Labeled Training Data: The New New Oil
Today’s state-of-the-art machine learning models are both more powerful and easier to spin up than ever before. Whereas practitioners used to spend the bulk of their time carefully engineering features for their models, we can now feed in raw data - images, text, genomic sequences, etc. - to systems that learn their own features. These powerful models, like deep neural networks, produce state-of-the-art results on many tasks. This new power and flexibility has sparked excitement about machine learning in fields ranging from medicine to business to law.
There is a hidden cost to this success, however: these models require massive labeled training sets. And while machine learning researchers can use carefully manicured training sets to benchmark their new models, these labeled training sets do not exist for most real world tasks. Creating sufficiently large labeled training datasets is extremely expensive and slow in practice. This is exacerbated when domain expertise is required to label data, such as a radiologist labeling MRI images as containing malignant tumors or not. In addition, hand-labeled training data is not adaptable or flexible, and thus entirely unsuitable for learning tasks which change over time.
We’re quite excited about a set of approaches broadly termed weak supervision to address the bottleneck described above. The basic idea is to allow users to provide supervision at a higher level than case-by-case labeling, and then to use various statistical techniques to deal with the noisier labels that we get. Working with domain experts, we found that this type of supervision is easier and faster to provide. And surprisingly, by getting large volumes of lower-quality supervision in this way, we can train higher-quality models at a fraction of the time and cost. We see weak supervision-based systems as one of the most exciting directions in terms of how users will train, deploy, and interact with machine learning systems.
One of the main techniques that we are currently developing in this direction is called data programming (see our blog post about it here, or the NIPS 2016 paper here). In the data programming paradigm, users focus on writing a set of labeling functions, which are just small functions that programmatically label data. The labels that they produce are noisy and could conflict with each other. However, we can model this noise by learning a generative model of the labeling process, effectively synthesizing the labels created by the labeling functions. We can then use this new label set to train a noise-aware end discriminative model (such as a neural network in TensorFlow) with higher accuracy. This framework allow users to easily “program” machine learning models with high-level functions, and leverage whatever code, domain heuristics, or data resources they have at hand. And, since the supervision is provided as functions, it allows us to scale with the amount of unlabeled data!

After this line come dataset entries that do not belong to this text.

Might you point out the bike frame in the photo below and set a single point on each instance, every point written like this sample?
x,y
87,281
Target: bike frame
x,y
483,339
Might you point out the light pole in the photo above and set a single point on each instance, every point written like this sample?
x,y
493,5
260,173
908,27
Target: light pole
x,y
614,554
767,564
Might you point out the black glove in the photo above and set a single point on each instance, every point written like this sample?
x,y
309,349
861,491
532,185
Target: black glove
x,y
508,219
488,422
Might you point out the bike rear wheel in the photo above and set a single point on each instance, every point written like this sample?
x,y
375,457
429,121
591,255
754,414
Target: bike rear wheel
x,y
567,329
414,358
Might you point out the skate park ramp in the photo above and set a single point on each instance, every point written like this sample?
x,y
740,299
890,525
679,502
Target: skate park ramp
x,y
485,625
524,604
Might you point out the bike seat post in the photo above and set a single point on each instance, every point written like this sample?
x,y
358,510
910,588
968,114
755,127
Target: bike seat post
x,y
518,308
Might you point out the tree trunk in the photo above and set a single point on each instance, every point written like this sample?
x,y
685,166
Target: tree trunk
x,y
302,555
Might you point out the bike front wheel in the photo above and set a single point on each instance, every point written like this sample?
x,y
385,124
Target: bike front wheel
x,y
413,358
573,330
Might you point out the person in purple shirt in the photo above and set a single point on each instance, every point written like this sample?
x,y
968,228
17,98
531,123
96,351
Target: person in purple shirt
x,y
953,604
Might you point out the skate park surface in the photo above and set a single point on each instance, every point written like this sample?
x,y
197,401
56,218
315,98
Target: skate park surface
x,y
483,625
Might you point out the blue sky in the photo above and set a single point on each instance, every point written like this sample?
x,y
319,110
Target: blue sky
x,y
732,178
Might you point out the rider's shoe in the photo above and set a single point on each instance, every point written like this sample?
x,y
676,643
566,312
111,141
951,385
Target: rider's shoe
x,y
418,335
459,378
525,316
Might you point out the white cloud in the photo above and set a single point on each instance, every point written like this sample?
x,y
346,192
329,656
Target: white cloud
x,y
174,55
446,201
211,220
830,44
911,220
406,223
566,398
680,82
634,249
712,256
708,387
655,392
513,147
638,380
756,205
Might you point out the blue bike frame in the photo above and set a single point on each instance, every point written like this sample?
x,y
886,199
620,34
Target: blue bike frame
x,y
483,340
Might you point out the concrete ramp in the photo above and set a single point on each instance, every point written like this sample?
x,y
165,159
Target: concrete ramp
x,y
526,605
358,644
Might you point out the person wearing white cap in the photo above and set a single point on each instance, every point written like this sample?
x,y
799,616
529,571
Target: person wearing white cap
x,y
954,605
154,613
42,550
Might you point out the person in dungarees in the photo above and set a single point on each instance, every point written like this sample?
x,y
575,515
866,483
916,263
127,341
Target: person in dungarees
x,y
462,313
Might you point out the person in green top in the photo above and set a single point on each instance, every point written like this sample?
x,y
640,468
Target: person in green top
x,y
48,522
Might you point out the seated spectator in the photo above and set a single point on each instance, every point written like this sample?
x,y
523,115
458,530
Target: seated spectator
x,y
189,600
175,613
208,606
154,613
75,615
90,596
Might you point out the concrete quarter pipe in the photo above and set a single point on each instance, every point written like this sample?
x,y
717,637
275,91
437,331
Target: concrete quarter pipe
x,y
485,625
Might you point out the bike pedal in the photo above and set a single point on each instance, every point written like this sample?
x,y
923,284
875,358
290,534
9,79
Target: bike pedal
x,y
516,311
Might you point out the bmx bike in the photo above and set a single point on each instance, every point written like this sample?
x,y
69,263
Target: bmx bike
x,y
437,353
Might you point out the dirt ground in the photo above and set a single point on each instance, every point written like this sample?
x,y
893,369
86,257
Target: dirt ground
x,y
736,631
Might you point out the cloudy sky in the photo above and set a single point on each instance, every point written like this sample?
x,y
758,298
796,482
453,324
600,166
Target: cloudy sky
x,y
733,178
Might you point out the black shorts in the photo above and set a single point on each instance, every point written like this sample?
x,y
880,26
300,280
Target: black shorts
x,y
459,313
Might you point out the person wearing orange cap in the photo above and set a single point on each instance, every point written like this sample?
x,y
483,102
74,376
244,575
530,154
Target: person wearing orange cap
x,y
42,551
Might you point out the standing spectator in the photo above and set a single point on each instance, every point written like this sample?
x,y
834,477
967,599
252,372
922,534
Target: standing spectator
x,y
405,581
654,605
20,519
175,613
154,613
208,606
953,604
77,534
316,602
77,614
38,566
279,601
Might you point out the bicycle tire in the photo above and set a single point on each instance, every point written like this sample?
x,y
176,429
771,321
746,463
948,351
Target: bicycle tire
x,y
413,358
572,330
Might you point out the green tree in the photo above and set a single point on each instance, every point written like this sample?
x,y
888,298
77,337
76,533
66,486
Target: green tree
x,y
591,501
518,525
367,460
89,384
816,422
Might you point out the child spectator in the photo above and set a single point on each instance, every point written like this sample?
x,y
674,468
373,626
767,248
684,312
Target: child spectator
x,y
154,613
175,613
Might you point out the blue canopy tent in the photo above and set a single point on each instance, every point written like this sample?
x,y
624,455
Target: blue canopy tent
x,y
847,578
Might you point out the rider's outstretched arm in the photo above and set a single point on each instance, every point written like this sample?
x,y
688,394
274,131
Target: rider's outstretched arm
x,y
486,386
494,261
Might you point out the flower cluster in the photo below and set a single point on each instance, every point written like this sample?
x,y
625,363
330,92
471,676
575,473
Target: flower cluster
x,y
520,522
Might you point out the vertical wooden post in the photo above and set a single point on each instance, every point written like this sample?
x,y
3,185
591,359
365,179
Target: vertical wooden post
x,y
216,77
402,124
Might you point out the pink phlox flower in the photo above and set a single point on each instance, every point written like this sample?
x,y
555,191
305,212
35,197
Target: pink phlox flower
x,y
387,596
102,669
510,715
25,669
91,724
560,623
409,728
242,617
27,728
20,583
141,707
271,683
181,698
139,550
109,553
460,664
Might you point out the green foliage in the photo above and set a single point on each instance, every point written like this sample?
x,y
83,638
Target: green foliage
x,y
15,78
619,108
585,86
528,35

Snorkel is a system built around the data programming paradigm for rapidly creating, modeling, and managing training data. Snorkel is currently focused on accelerating the development of structured or “dark” data extraction applications for domains in which large labeled training sets are not available or easy to obtain. For example, Snorkel is being currently used on text extraction applications on medical records at the Deparment of Veterans Affairs, to mine scientific literature for adverse drug reactions in collaboration with the Federal Drug Administration, and to comb through everything from surgical reports to after-action combat reports for valuable structured data.
We’ve been working hard on next steps for data programming, Snorkel, and other weak supervision techniques, some of which we’ve already posted about:
Structure learning: How can we detect correlations and other statistical dependencies among labeling functions? Modeling these dependencies are important because a misspecified generative model can lead to misestimating the labeling functions’ accuracies. We’ve proposed a method that can quickly identify dependencies without any ground truth data.
Socratic learning: How can we more effectively model and debug the user-written labeling functions in data programming? We’re working on a method to use differences between the generative and discriminative models to help do this.
Semi-structured data extraction: How can we handle extracting structured data from data that has some structure such as tables embedded in PDFs and webpages? We’ve been working on a system called Fonduer to make this fast and easy in Snorkel!
Learning from natural language supervision: Can we use natural language as a form of weak supervision, parsing the semantics of natural language statements and then using these as labeling functions? We’ve done some exciting preliminary work here!